These nights.

These cool nights are unassumingly sumptuous. They might not seem like anything special, but they are. Their secret lies in the tawdry hood that cloaks what lies beneath. When your lungs have not had the pleasure of recycling carbon dioxide for all that long, it’s easy to want little and need less. With the help of a ghastly breeze, an empty tortilla chip bag crawls across the pavement and out of the sallow streetlight’s glare. In the shadows, a soft hand strikes a match, letting it expire as it falls to the curb, over and over and over again. The words flow like this fifth of whiskey: not constantly, but in liberal doses when the time is right, from body to wretched body.

In this unholy communion, everything is shared, from the sacred to the sacrilegious; and it’s all sacrilege. The ashes, the empty bottles, the rock ‘n’ roll music exist only as evidence of everything we do not need. They are not manifestations of the bond we share, but a silent rebellion against everything everyone else believes we need. As the hour grows later, the night seems to stretch its languid fingertips closer to infinity, and each match falls to the ground a little more slowly. Should we choose to look, we’d see the stars begin to weep, but our selves would start to sing an uncouth hymn of naked joy.

If we keep this up, there will come a day when the last of our youth has slipped away and in the absence of self-awareness, this romance will crumble into the basest, most pathetic tragedy – or worse, a humorless parody. These physical constructs will cease to act as our rebellion. They will morph into a surrender, an acquiescence that our shroud of resilience has fallen and our bond now reflects the bad whiskey and gas station matchbooks that we pass from hand to calloused hand. Perhaps we may cling to the shroud that isn’t there, but one day, we will wake up in late afternoon and realize that we want something else, that we need something more – that we can no longer make a life out of living off these nights.

I can see that day looming in the distance, but it feels nearer than ever. Lately the nights feel like the air before a summer storm: suffocatingly stifling and close, and charged with an electricity that intensifies as that future day creeps closer to the present. It’s terrifying. I’m not ready to relinquish my youthful and borderline juvenile claim on these deliciously irresponsible nights of simple community – and I’m afraid I never will be.

Are you sure?

Nothing lasts forever. Everything is ever ephemeral and sweeter for being so. People, places, things, ideas, and the connections among them all – everything will be reduced to nothing, if you wait around long enough for it to happen. Stability is a farcical figment of our imaginations; it really is laughable, the way we create and destroy ideas of certainty on whims stemming from the abstract, masked as the concrete. True certainty doesn’t exist, no matter how much we want it to exist, unless we imagine it into being.

Summer is rapidly drawing to a close, and in the season’s twilight, the days are already growing darker earlier, and the night air dares, at times, to be brisk. We’ve again become comfortable with living through the sweaty, brutally hot days for the damp, shallow nights that somehow last forever, and even though this changing of the guard has been occurring gradually, it feels like it has tiptoed from behind and caught us unawares. The change in season is as inevitable as every other change, and now they’re breaking upon us in waves.

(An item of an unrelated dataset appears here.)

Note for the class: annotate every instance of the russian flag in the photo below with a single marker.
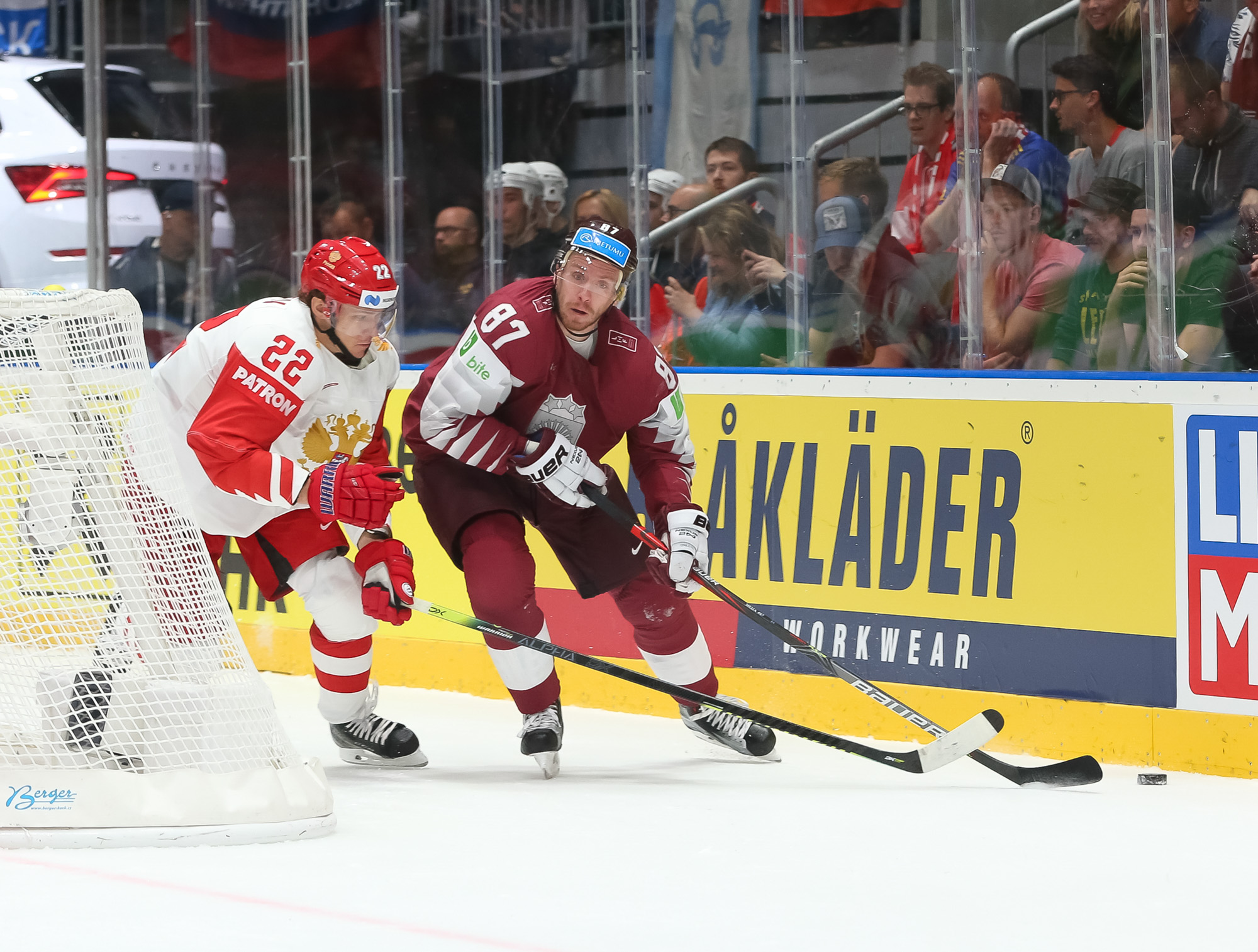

I have somehow managed to take everything that has happened in these three months, and blur it together into a single vague memory of bars and parking lots and backyards, of the boardwalk and car rides and basements. People and things and words that have made me terribly angry or terribly happy seem far away, enshrouded in a cloud of cigarette smoke, enveloped in the pervasive stench of cheap beer. It has all become so much less important than it seemed in the moment. Everything feels like it’s slipping through my fingers – not as smoothly as sand, but it is slipping nonetheless.

I know I shouldn’t try to hold on to this tangled braid of memories, but under the influence of unwavering uncertainty, my instinct is to try to unravel the mess, and put each section into a separate compartment in my mind. There isn’t much to work with. I haven’t written much this summer. I haven’t taken very many pictures, at all. I haven’t spent much time trying to hold on. Without these constructs to keep my mind organized, it seems my mental space is as much of a mess as my physical living space, and I can’t see clearly.

I hate when this happens – when my life feels cluttered and with too many things and people and feelings and memories and I don’t know what to do with it all. Usually I write and organize and find spaces for everything, assigning meaning and trying to make those meanings permanent. Usually I’m afraid to let the good things go, and simply can’t let go of the bad. I’m afraid of forgetting. Sometimes, though, I just want to wipe it all out and start with a clean slate. I know no one can have a tabula rasa, that everything is with us always. And I know I shouldn’t want it to be any other way. But at times like this, I think it might be nice.